Unexpected issues with 2 NVME initiators using the same target

Tue Mar 28 01:38:05 PDT 2017

On 3/27/2017 6:39 PM, Gruher, Joseph R wrote:
>
>
>> On 3/24/2017 9:30 PM, Gruher, Joseph R wrote:
>>>>>>> From: Max Gurtovoy [mailto:maxg at mellanox.com]
>>>>>>>
>>>>>>> I think we need to add fence to the UMR wqe.
>>>>>>>
>>>>>>> diff --git a/drivers/infiniband/hw/mlx5/qp.c
>>>>>>> b/drivers/infiniband/hw/mlx5/qp.c index ad8a263..c38c4fa 100644
>>>>>>> --- a/drivers/infiniband/hw/mlx5/qp.c
>>>>>>> +++ b/drivers/infiniband/hw/mlx5/qp.c
>>>>>>> @@ -3737,8 +3737,7 @@ static void dump_wqe(struct mlx5_ib_qp *qp,
>>>>>>> int idx, int size_16)
>>>>>>>
>>>>>>>   static u8 get_fence(u8 fence, struct ib_send_wr *wr)
>>>>>>>   {
>>>>>>> -       if (unlikely(wr->opcode == IB_WR_LOCAL_INV &&
>>>>>>> -                    wr->send_flags & IB_SEND_FENCE))

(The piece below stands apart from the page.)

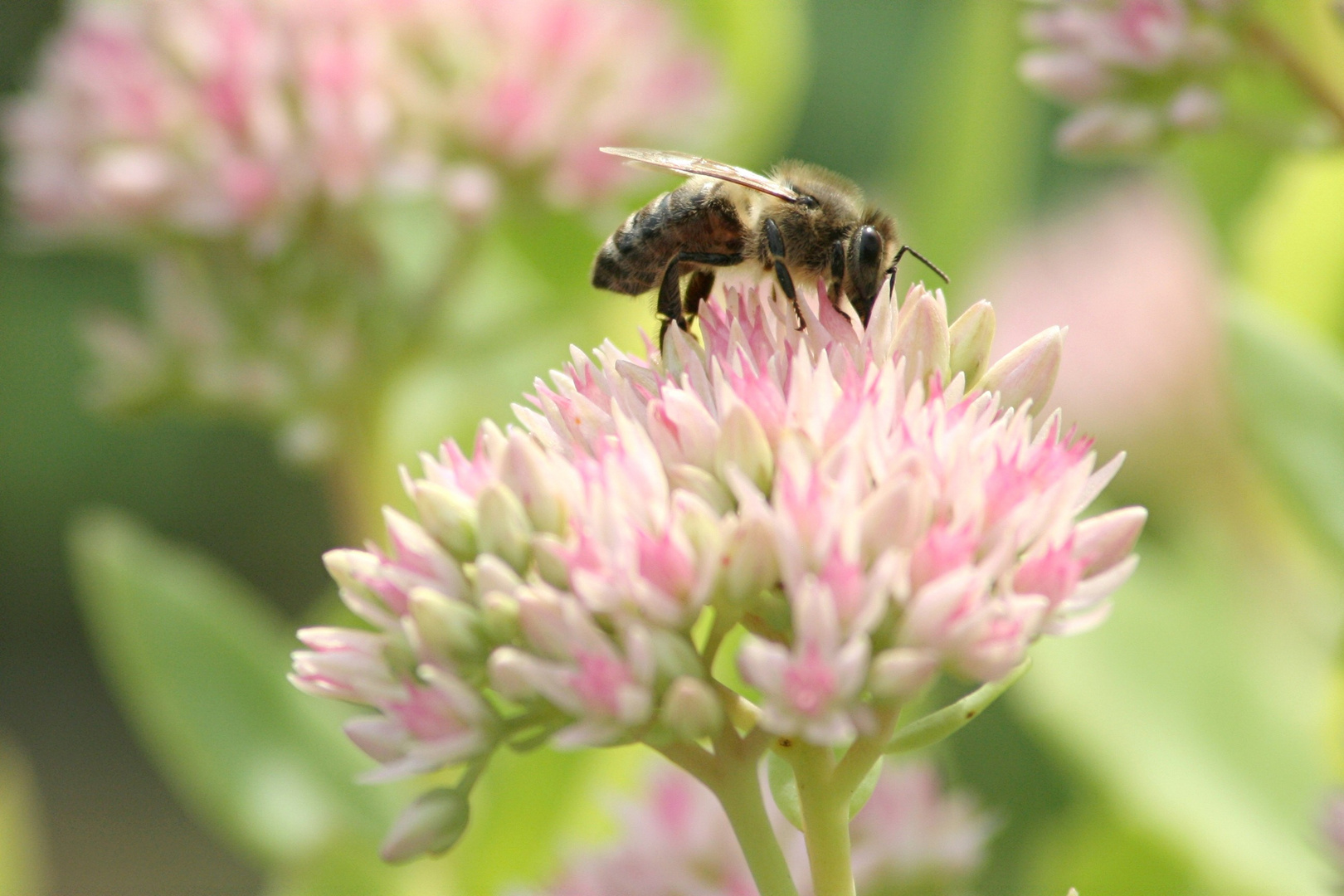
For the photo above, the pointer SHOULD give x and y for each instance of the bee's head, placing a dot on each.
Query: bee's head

>>>>>>> +       if (wr->opcode == IB_WR_LOCAL_INV || wr->opcode ==
>>>>>>> + IB_WR_REG_MR)
>>>>>>>                  return MLX5_FENCE_MODE_STRONG_ORDERING;
>>>>>>>
>>>>>>>          if (unlikely(fence)) {
>>>>>>>
>>>>>>> Joseph,
>>>>>>> please update after trying the 2 patches (seperatly) + perf numbers.
>>>>>>>
>>>>>>> I'll take it internally and run some more tests with stronger
>>>>>>> servers using
>>>>>>> ConnectX4 NICs.
>>>>>>>
>>>>>>> These patches are only for testing and not for submission yet. If
>>>>>>> we find them good enought for upstream then we need to distinguish
>>>>>>> between ConnexcX4/IB and ConnectX5 (we probably won't see it there).
>>>>>>
>>>>>> Hi Max-
>>>>>>
>>>>>> Our testing on this patch looks good, failures seem completely
>>>>>> alleviated.  We
>>>>> are not really detecting any performance impact to small block read
>>>>> workloads.  Data below uses 50Gb CX4 initiator and target and FIO to
>>>>> generate load.  Each disk runs 4KB random reads with 4 jobs and
>>>>> queue depth
>>>> 32 per job.
>>>>> Initiator uses 16 IO queues per attached subsystem.  We tested with
>>>>> 2
>>>>> P3520 disks attached, and again with 7 disks attached.
>>>>>>
>>>>>> 				IOPS		Latency (usec)
>>>>>> 4.10-RC8	2 disks		545,695		466.0
>>>>>> With Patch	2 disks		587,663		432.8
>>>>>> 4.10-RC8	7 disks		1,074,311	829.5
>>>>>> With Patch	7 disks		1,080,099	825.4
>>>>>
>>>>> Very nice.
>>>>> We also run testing on null devices in our labs on iSER/NVMf (show
>>>>> better the network/transport layer performance) and the impact was
>>>> Atolerable.
>>>>>
>>>>>>
>>>>>> You mention these patches are only for testing.  How do we get to
>>>>>> something
>>>>> which can be submitted to upstream?
>>>>>
>>>>> Yes, we need to be careful and not put the strong_fence if it's not a must.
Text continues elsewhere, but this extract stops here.